Language of document : ECLI:EU:C:2013:115

Zaak C‑555/10

Europese Commissie

tegen

Republiek Oostenrijk

„Niet-nakoming – Vervoer – Ontwikkeling van spoorwegen in de Gemeenschap – Richtlijn 91/440/EEG – Artikel 6, lid 3, en bijlage II – Richtlijn 2001/14/EG – Artikelen 4, lid 2, en 14, lid 2 – Infrastructuurbeheerder – Onafhankelijkheid in organisatorisch opzicht en voor besluitvorming – Holdingstructuur – Onvolledige uitvoering”

Samenvatting – Arrest van het Hof (Eerste kamer) van 28 februari 2013

1.        Vervoer – Gemeenschappelijk beleid – Ontwikkeling van spoorwegen in de Gemeenschap – Nationale spoorweginfrastructuurbeheerder – Onafhankelijkheid – Beoordelingscriteria genoemd in werkdocument van de Commissie – Rechtens bindend – Niet – Verplichting tot omzetting in nationaal recht – Geen

(Richtlijn 2001/14 van het Europees Parlement en de Raad; richtlijn 91/440 van de Raad)

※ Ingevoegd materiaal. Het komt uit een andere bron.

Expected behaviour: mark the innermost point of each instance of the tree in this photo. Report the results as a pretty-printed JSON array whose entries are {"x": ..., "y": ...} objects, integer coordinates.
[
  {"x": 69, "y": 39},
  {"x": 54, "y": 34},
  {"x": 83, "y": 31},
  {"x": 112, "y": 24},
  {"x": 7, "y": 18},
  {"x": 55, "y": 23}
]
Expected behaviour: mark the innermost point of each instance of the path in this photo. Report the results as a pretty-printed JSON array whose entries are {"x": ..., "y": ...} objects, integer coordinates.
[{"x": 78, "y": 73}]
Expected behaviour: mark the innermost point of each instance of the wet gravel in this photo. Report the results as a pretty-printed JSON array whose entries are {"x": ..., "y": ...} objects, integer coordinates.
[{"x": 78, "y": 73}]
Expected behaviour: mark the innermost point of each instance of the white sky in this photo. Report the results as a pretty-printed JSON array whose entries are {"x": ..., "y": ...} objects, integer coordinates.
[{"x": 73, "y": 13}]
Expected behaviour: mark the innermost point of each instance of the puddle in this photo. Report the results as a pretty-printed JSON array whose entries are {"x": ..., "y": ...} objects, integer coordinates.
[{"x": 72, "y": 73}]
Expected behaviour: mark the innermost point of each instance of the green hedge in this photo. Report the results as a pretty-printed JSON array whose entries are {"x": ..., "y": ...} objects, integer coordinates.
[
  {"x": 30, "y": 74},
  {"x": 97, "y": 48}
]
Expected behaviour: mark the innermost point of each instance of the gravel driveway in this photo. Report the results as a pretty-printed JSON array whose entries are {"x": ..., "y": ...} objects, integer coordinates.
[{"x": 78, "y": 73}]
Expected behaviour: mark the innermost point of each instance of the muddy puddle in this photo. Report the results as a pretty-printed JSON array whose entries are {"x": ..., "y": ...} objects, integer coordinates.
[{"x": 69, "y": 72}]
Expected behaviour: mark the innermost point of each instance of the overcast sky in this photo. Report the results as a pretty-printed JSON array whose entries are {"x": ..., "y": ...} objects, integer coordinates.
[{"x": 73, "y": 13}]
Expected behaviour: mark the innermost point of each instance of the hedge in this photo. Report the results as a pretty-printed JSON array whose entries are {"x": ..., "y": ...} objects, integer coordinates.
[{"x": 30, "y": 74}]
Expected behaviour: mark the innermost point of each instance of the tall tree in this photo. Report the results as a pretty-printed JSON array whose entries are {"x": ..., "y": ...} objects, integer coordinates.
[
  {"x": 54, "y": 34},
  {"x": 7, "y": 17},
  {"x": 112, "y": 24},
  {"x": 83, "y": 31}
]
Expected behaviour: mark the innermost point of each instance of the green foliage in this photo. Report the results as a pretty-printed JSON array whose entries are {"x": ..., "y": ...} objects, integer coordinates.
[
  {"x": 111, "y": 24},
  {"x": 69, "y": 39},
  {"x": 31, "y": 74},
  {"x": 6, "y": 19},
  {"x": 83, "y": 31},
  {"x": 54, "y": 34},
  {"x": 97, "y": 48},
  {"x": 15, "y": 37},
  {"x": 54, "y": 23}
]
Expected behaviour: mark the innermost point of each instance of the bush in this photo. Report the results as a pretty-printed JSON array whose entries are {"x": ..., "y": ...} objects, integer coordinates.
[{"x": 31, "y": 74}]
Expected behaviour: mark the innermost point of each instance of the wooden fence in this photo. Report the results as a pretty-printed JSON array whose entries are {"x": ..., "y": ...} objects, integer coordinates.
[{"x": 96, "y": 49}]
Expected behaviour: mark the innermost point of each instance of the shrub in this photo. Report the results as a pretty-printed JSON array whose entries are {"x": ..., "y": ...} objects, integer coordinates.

2.        Beroep wegens niet-nakoming – Bewijs van niet-nakoming – Bewijslast rustend op de Commissie – Elementen die niet-nakoming aantonen – Vermoedens – Ontoelaatbaarheid

(Art. 258 VWEU)

1.        Een werkdocument van de Commissie waarin de criteria worden genoemd aan de hand waarvan deze toetst of de nationale spoorweginfrastructuurbeheerder onafhankelijk is zoals wordt geëist in richtlijn 2001/14 inzake de toewijzing van spoorweginfrastructuurcapaciteit en de heffing van rechten voor het gebruik van spoorweginfrastructuur, en de maatregelen onderzoekt die deze onafhankelijkheid moeten waarborgen, dat nooit in het Publicatieblad van de Europese Unie bekendgemaakt, dat pas drie jaar na het verstrijken van de termijn voor omzetting van deze richtlijn recht in nationaal recht is gepubliceerd en dat in geen enkele wetgevingshandeling is overgenomen, is rechtens niet bindend.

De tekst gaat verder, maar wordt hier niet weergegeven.